I was looking in the manual for my Gto 04 A4 and was looking at the bulb replacements. High beam- H-9 and low beam H-11. My bulbs look kinda yellowish. I wanted to change them to a bright white/blueish color(just a tad tough of blue)Any suggestions?


----------



## jpalamar (Jul 22, 2008)

HID kits above 5000k start to have a blue tint to them. Personally I like the Sylvania SilverStars. They are on sale a PepBoys I think for like $35 a set.


----------



## iwant2buyaGTO (Dec 17, 2009)

Does anyone know what kind of lights are in the fog lights? its not mentioned in the manual.


----------



## iwant2buyaGTO (Dec 17, 2009)

i was thinking of buying these for my low beam headlights. I was just wondering if anyone has heard of this brand and if they'll work for my low beams.
http://cgi.ebay.com/ebaymotors/H11-...ptZMotorsQ5fCarQ5fTruckQ5fPartsQ5fAccessories


----------



## FastFrank (Jun 12, 2009)

iwant2buyaGTO said:


> i was thinking of buying these for my low beam headlights. I was just wondering if anyone has heard of this brand and if they'll work for my low beams.
> H11 GP Thunder 8500K Xenon/Plasma Quartz Ion Bulbs 55W : eBay Motors (item 380192700219 end time Jan-28-10 19:45:07 PST)


Yes, they will work. but I wouldn't waste the money on them.

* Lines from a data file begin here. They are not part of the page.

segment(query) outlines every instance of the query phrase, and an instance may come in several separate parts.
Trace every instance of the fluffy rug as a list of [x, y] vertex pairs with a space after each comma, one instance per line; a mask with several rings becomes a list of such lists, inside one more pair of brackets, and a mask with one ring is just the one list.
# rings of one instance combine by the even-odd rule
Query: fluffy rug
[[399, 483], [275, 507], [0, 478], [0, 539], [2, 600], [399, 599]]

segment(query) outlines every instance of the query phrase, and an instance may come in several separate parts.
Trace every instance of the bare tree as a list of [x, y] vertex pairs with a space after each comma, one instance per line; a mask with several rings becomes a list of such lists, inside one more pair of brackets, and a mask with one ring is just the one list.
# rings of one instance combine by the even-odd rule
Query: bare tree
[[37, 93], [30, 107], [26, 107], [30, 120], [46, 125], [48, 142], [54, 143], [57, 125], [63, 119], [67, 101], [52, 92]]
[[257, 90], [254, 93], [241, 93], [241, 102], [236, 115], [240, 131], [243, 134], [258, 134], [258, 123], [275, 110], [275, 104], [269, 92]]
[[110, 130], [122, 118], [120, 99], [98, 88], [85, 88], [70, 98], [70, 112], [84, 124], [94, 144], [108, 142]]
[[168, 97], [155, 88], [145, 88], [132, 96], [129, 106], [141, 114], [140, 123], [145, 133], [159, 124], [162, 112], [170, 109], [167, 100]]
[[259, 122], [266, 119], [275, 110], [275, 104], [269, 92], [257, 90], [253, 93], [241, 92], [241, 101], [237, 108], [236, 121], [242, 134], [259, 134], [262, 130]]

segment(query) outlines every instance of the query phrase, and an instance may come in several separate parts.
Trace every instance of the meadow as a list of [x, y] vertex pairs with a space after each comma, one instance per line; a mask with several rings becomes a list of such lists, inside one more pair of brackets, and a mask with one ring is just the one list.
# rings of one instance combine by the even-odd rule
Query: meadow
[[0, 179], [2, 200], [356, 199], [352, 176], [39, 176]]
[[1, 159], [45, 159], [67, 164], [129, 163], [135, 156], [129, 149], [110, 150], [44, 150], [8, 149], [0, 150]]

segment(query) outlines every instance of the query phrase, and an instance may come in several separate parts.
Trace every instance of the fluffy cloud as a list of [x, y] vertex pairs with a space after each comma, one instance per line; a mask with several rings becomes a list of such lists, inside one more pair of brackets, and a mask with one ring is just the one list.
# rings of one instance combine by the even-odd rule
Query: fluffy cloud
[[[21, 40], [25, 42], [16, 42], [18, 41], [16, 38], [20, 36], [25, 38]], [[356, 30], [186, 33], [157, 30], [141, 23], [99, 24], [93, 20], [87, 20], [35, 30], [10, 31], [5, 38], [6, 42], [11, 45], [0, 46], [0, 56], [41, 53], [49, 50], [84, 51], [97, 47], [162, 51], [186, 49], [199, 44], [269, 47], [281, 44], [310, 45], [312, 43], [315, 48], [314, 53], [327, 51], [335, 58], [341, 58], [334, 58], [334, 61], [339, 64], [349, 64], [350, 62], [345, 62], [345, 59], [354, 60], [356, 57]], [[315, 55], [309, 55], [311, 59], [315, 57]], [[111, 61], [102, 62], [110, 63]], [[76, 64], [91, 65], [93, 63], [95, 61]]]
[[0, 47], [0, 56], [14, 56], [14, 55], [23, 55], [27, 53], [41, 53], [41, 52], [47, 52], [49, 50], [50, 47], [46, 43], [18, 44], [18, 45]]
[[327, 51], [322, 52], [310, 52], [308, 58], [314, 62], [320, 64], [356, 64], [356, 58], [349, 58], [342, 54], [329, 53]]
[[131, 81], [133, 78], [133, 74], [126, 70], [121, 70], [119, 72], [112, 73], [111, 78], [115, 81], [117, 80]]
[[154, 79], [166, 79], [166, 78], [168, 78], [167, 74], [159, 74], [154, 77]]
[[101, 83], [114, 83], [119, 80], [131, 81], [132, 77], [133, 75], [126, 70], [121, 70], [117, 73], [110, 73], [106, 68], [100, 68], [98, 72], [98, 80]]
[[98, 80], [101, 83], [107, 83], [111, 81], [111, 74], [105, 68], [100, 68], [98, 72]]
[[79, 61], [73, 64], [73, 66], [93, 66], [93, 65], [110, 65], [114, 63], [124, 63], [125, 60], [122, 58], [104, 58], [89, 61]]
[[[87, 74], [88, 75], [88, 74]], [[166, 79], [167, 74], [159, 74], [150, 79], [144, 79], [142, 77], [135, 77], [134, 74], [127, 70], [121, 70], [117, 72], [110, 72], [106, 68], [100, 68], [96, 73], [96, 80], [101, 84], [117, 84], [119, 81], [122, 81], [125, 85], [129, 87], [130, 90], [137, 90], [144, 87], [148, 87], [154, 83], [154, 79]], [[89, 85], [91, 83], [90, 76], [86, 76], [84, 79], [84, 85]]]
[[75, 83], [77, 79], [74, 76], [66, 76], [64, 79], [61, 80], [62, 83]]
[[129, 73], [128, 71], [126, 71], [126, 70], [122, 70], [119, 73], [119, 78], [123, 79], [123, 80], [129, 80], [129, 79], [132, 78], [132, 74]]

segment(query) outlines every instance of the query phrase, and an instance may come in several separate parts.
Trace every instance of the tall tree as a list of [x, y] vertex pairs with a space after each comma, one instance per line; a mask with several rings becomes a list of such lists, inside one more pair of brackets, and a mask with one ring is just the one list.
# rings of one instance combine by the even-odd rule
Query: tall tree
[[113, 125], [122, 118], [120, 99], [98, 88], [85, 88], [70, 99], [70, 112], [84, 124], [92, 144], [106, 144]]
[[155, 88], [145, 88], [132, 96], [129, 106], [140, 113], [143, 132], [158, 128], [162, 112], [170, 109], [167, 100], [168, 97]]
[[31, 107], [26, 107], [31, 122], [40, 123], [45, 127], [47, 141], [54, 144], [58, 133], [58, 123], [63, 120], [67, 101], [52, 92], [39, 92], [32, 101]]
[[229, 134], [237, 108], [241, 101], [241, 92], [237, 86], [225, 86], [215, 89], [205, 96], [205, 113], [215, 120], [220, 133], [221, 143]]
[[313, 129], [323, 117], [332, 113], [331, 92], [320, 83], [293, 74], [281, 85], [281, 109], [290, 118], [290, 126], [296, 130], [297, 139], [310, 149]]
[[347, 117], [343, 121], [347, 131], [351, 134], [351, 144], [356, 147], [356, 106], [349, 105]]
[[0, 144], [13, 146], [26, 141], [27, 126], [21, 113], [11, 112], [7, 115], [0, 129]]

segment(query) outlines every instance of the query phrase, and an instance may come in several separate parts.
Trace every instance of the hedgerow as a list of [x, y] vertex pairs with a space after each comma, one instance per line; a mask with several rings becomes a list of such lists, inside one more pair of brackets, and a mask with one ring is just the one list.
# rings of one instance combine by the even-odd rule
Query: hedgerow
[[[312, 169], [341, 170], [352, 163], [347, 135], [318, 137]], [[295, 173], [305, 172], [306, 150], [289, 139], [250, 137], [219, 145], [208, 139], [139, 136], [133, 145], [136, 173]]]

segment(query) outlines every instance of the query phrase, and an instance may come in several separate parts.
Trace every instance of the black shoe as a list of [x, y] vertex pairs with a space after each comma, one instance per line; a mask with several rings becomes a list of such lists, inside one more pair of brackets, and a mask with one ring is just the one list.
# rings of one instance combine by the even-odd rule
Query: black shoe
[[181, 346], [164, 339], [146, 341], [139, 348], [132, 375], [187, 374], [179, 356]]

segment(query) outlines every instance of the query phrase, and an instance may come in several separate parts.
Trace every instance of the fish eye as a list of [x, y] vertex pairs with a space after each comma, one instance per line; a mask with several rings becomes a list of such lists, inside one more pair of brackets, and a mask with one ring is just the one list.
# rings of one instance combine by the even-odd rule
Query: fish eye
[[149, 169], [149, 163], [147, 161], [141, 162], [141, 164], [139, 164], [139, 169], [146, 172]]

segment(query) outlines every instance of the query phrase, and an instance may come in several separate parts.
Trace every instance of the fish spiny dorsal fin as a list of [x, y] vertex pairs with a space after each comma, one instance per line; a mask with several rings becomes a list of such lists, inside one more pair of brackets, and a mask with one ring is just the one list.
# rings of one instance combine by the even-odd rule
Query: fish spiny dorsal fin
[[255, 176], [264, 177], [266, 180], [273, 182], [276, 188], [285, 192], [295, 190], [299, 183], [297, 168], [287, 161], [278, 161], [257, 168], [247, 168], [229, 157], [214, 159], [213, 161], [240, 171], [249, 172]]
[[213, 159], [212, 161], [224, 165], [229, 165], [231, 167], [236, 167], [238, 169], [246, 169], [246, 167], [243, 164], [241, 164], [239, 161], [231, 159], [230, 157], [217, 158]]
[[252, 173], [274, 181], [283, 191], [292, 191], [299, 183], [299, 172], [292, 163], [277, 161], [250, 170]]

They are junk. Not to mention that they will cut the amount of light output, and your night time visibility will be reduced. You would do much better converting to HID than using blue bulbs.

I went with this set...
http://www.gtoforum.com/f29/i-have-question-all-members-23159/


----------



## iwant2buyaGTO (Dec 17, 2009)

Does anyone know if the Sylvania SilverStars H11 fit the GTO? I was thinking of getting these. Please let me know. i believe they are 55W


----------



## mikes06goat (Jan 13, 2009)

I bought a set from eurodezigns.com in 2006 when I bought the car. They have a slight blue tint and they are fantastic for visibility. I haven't had on e burn out yet. I also put a set in the womans cobalt and haven't had one burn out in that pile of junk either. Best of all they are pretty dang cheap, especially if you buy more than one set.


----------